Sex is central to The Blue Angel. Von Sternberg’s camera constantly catches Lola’s legs in frame – in one striking shot on a spiral staircase directly above Rath’s head. Dietrich swaggers and dips, her hips moving, her legs curled sensually. She’s lit like a mix of an angel and a Caravaggio-esque temptress. She takes a sort of twisted pleasure in demeaning Rath – reduced to cooling her curling iron and rolling her stockings on so she can head out to “entertain” more men. But, just as telling, Rath keeps coming back for me. Sure, he might shout and rage – but then he’ll humbly take his place on his knees in front of her.

The Blue Angel is strikingly decadent. While Rath’s classroom has a hide-bound Victorianism – with himself as a puffed-up Thomas Arnold – the nightclub is seedy, crammed with loutish clientele swigging beer. Lola’s dressing room is rundown, the pay is poor and the glamour almost non-existent. This is the underbelly of Weimar Germany, already feeling the pinch. Rath is reduced to selling dirty postcards of his wife – his dishevelled frame hawking these around the punters after her performances – and allowing her to entertain “private admirers”.

Humiliation becomes the heart of this beautifully made film. Shot by von Sternberg with his signature artistic richness – the unnamed town feels like a Dickensian blow back more than Germany of the time – with beautiful halos of light and a frame that constantly fills itself with dynamic movement, The Blue Angel culminates in high tragedy laced with farce. Rath, forced into performing a humiliating clown routine in his hometown, watches as his wife watches him while clasping her new lover to her lips.

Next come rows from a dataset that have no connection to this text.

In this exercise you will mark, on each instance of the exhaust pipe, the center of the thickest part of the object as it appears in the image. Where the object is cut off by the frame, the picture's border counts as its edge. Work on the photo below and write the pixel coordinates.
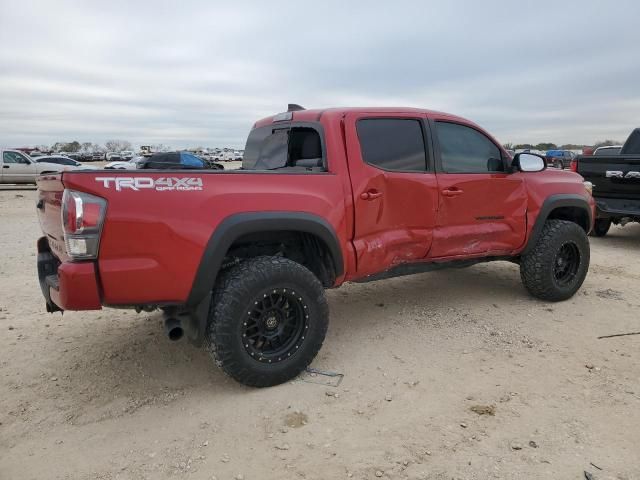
(174, 329)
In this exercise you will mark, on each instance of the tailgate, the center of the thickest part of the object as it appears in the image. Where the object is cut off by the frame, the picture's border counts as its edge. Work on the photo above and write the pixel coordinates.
(613, 176)
(50, 189)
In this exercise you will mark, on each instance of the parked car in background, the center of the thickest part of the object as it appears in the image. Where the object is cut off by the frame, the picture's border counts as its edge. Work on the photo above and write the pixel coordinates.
(608, 150)
(128, 165)
(559, 158)
(16, 167)
(112, 157)
(616, 183)
(64, 161)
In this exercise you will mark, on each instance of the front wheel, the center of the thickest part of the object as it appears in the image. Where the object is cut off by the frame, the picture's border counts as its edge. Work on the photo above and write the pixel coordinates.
(268, 319)
(556, 267)
(600, 227)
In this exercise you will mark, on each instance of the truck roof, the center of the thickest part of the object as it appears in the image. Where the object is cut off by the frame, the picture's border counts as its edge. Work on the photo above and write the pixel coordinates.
(314, 115)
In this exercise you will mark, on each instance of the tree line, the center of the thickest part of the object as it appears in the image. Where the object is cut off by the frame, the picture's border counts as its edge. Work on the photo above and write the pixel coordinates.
(552, 146)
(87, 147)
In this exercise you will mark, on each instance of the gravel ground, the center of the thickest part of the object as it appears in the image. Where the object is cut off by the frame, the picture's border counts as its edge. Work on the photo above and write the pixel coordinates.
(456, 374)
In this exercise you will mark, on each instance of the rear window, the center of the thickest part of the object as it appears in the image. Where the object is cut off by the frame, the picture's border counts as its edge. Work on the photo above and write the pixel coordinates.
(284, 146)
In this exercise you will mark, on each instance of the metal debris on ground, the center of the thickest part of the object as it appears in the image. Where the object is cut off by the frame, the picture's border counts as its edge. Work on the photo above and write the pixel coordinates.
(619, 335)
(321, 377)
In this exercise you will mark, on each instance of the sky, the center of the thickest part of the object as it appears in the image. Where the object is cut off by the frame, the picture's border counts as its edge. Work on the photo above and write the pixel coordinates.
(200, 73)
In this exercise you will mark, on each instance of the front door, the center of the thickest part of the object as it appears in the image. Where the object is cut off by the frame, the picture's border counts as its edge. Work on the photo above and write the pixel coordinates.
(17, 168)
(394, 189)
(482, 209)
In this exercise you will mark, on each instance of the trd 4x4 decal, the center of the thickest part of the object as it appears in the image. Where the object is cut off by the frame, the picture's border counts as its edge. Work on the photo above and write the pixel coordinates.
(159, 184)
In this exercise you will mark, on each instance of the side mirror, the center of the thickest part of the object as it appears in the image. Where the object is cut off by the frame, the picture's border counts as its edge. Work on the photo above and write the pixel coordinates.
(529, 162)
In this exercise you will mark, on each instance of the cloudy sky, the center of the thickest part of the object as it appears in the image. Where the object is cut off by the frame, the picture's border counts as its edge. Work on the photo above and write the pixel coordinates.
(188, 73)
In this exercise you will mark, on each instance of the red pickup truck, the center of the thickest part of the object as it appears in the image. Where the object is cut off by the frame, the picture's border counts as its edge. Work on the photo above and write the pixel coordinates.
(238, 260)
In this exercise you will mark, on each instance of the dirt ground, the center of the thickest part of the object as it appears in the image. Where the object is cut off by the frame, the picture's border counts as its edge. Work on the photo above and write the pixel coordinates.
(456, 374)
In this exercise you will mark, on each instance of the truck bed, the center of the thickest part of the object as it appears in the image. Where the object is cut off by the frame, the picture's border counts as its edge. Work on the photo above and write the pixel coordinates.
(158, 223)
(619, 183)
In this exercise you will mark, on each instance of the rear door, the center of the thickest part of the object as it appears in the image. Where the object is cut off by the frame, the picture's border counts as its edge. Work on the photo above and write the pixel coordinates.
(482, 207)
(394, 189)
(17, 168)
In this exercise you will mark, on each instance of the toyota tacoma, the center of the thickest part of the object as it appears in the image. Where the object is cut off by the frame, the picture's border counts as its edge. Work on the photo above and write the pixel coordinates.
(238, 261)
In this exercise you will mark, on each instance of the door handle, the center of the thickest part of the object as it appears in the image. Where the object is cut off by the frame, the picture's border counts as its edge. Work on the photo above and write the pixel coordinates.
(370, 195)
(452, 192)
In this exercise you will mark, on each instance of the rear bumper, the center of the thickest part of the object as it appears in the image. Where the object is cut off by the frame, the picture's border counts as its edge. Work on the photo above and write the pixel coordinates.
(67, 285)
(617, 207)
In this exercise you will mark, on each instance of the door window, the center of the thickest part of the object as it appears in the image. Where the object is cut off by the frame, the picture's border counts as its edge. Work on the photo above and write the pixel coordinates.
(395, 144)
(466, 150)
(14, 157)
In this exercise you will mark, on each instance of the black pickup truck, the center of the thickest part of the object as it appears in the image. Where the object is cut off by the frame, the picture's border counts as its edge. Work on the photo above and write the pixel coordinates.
(616, 184)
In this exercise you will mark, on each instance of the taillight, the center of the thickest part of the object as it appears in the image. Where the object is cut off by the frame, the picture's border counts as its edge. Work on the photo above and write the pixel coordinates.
(82, 218)
(573, 166)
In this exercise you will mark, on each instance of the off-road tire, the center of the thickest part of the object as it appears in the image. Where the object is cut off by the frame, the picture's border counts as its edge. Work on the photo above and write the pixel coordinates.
(600, 227)
(539, 267)
(236, 292)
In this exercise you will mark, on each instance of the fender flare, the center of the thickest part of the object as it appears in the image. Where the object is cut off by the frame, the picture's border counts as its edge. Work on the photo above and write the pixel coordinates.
(235, 226)
(551, 203)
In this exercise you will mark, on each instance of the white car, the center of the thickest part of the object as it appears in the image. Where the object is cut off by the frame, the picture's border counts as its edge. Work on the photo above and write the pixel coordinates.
(129, 165)
(64, 161)
(608, 150)
(16, 167)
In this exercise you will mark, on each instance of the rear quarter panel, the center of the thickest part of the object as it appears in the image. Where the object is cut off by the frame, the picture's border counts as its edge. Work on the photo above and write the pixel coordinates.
(542, 185)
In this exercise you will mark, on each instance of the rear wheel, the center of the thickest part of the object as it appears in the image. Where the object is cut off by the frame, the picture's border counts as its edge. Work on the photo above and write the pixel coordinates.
(556, 267)
(600, 227)
(268, 319)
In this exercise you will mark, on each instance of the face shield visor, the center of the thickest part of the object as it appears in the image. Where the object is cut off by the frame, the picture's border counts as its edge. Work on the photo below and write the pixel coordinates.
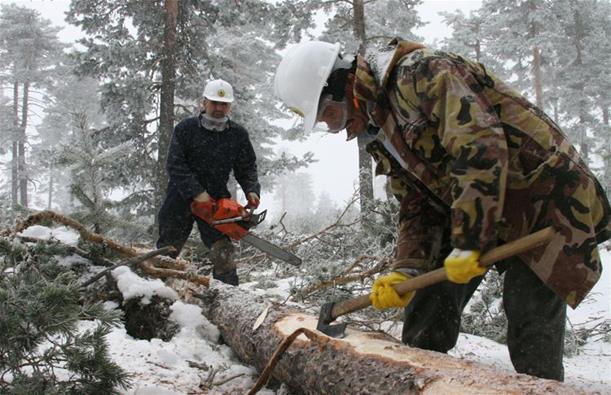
(332, 115)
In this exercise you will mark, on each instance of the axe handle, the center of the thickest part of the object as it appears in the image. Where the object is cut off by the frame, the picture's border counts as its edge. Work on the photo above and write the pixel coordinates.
(504, 251)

Is she seeing how far she can push her pet in his humiliation? Will nothing make him stand up to her? Is this always what she wanted or just what she finds she likes?

Either way, you can see here the formation of fascinations that von Sternberg would only let go further in future films (think of The Scarlet Empress which reimagines Catherine the Great as the ultimate dominatrix). It humiliates Jannings both textually and meta-textually – making him look like a hammy relic, next to the sensual naturalness of Dietrich. But it’s also one of the great films about the erotic desire to be belittled. It was von Sternberg’s calling card and it cemented his desire to work with Dietrich again and again. Make of that what you will.

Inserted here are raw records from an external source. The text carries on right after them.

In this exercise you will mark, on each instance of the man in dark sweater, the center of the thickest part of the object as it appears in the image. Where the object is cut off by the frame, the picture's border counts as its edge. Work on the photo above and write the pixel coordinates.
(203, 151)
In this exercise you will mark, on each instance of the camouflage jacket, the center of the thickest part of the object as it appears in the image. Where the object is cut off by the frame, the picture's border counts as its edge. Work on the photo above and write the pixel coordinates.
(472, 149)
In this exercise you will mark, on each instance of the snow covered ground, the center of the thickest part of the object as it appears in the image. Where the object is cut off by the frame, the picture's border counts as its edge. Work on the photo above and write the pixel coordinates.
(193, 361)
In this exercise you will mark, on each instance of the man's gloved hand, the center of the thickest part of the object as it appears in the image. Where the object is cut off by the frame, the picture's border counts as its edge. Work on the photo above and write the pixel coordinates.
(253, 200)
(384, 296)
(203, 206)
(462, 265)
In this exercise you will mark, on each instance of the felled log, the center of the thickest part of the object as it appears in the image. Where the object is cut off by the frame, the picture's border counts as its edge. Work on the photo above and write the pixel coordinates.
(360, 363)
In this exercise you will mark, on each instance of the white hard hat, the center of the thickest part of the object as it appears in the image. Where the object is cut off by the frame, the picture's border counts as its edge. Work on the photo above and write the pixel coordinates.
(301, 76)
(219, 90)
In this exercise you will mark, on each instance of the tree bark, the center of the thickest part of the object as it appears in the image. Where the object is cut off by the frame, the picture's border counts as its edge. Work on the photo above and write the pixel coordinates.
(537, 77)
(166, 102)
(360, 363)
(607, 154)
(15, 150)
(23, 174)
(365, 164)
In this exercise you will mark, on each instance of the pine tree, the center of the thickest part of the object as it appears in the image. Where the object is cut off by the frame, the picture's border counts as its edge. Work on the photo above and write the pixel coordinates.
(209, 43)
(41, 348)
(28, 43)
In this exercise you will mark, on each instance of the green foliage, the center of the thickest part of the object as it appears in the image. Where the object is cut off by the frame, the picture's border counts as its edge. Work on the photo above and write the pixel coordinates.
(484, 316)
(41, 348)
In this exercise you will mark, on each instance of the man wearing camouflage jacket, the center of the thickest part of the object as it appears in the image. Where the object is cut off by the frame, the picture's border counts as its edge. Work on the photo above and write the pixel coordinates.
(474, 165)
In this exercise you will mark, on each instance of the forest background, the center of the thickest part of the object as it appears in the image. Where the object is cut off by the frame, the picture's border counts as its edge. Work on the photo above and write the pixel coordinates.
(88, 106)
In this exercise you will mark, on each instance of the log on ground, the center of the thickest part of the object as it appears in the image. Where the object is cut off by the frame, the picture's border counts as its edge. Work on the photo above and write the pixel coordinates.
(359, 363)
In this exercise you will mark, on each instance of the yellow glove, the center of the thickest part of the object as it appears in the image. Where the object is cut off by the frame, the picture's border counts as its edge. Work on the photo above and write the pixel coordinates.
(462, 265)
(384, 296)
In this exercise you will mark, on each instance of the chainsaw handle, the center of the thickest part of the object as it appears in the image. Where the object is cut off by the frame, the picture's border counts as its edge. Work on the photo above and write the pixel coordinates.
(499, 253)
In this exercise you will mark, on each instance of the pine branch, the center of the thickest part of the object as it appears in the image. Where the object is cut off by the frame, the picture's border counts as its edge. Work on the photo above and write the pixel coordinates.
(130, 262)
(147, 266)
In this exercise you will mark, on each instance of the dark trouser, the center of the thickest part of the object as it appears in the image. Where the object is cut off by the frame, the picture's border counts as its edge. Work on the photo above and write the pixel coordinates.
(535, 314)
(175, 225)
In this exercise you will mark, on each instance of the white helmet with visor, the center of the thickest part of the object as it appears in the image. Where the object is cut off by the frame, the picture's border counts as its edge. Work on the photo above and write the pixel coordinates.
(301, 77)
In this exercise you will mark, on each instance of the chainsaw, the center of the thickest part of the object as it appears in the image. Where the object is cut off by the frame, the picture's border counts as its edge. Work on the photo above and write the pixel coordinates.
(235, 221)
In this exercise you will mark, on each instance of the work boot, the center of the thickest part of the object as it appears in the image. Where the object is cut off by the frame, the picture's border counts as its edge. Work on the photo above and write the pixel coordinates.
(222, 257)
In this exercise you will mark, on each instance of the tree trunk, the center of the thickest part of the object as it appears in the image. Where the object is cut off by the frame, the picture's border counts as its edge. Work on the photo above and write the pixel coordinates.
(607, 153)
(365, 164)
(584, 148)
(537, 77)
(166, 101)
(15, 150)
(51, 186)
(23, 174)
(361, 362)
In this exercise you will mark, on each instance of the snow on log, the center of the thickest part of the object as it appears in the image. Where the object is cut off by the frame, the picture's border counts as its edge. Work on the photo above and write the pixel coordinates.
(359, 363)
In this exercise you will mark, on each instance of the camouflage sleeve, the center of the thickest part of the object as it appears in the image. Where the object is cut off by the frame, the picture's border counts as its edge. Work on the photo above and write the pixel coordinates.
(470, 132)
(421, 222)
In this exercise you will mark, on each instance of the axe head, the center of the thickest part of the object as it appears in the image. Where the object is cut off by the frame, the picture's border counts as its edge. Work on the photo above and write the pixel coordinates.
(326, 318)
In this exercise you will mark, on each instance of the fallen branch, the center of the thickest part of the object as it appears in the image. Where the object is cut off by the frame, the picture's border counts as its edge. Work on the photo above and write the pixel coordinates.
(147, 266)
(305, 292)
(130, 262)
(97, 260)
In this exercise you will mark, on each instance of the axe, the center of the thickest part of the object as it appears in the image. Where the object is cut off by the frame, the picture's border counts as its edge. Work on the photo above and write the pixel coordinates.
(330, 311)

Note: The Blue Angel was of course made in the shadow of the rise of the Third Reich. Dietrich narrowly beat out Leni Riefenstahl for her role. Goebbels later banned the film for being “Jewish”. Of its three stars: Dietrich was a passionate anti-Nazi campaigner. Emil Jannings became the most famous actor to support the Nazis (which ended his career after the war). And, tragically, Kurt Gerron and his wife were murdered in Auschwitz.